To address that, the company set up advisory panels of dealers and distributors to learn what they thought the company should be doing. The strategy has begun to pay off.

Jim Sutter, the general merchandising manager for Handy Andy Home Improvement Centers Inc., said he has noticed improvements in with Black & Decker recently.

"There had been problems with delivery, but they have gotten better," he said.

Another problem Archibald faced was incorporating the GE small appliance division into Black & Decker. Less than a year before Archibald arrived, Black & Decker paid GE $400 million for the unit.

Archibald called the price "attractive from GE's point of view" for an industry where "there weren't a lot of people making much money."

Still, there were synergies that made some sense, he said. "The technology has a lot of similar characteristics -- cordless power tools, cordless kitchen appliances, some technological synergies and mutual channels of distribution, and similar marketing expertise."

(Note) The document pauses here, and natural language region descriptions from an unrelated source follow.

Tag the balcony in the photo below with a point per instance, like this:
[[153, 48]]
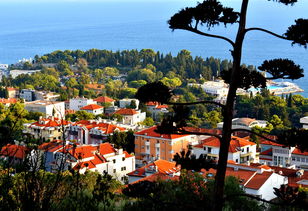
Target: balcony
[[246, 154]]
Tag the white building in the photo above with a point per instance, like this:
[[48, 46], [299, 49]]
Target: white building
[[79, 102], [131, 116], [27, 94], [102, 158], [93, 109], [240, 150], [49, 108], [124, 103], [91, 131], [244, 123], [280, 155], [304, 121]]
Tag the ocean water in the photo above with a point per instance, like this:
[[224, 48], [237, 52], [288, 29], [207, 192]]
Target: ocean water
[[39, 27]]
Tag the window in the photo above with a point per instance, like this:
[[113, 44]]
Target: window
[[275, 160]]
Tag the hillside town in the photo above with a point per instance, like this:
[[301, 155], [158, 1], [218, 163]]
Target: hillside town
[[84, 144]]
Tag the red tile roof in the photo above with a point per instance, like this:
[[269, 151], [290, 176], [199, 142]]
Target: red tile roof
[[12, 150], [258, 180], [299, 152], [82, 152], [8, 101], [151, 132], [106, 148], [126, 111], [91, 107], [104, 99], [235, 144], [50, 122]]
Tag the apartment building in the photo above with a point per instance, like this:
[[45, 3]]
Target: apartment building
[[240, 150], [151, 146]]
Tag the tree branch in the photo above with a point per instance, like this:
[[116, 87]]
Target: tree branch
[[266, 31], [198, 102], [230, 197], [184, 132], [195, 30], [255, 133]]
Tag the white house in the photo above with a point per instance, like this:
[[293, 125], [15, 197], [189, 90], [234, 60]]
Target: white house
[[102, 158], [79, 102], [244, 123], [91, 132], [279, 155], [240, 150], [131, 116], [93, 109], [49, 108], [304, 121], [124, 103]]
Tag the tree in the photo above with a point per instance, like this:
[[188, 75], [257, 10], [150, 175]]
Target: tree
[[211, 13]]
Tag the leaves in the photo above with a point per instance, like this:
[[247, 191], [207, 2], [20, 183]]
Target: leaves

The GE acquisition also has allowed Black & Decker to make a stronger run at the kitchen market. For instance, it unveiled an automatic shutoff iron and pushed itself to the top of a mature market.

New products are part of Archibald's strategy to make Black & Decker more profitable. At the National Hardware Show in Chicago last summer, the company introduced 30 products and more than 700 accessories.

The Archibald team's efforts have translated to the bottom line. In his first year, the company rebounded from the $158.4 million loss to post earnings of $6.3 million on sales of $1.8 billion in 1986.

Then in the year that ended Sept. 27, it posted earnings of $55.6 million on sales of $1.9 billion.

To ensure that the company remains profitable regardless of what the economy is doing, Black & Decker is aiming to become more diversified through broader product lines, such as power tool accessories, as well as what Archibald called a "modest" acquisition program.

For instance, early this year the company bought American Emblem Tool Co. of Shelbyville, Ky., a major supplier of saw blades and other accessories to Black & Decker.

As for further acquisitions, "anything that we buy will be totally consistent with our return on equity goals," Archibald said.

The company's return on equity in the past year has jumped to 8.8 percent from 1.1 percent. The company's goal this year is to go to between 10.5 percent and 11.5 percent, and the ultimate goal is 15 percent to 16 percent, he said.

Archibald, too, is cautious, but confident.

"We are in a position right now that if a recession does happen, we are in far better shape than we would have been two years ago, and in better shape than most of our competition would be."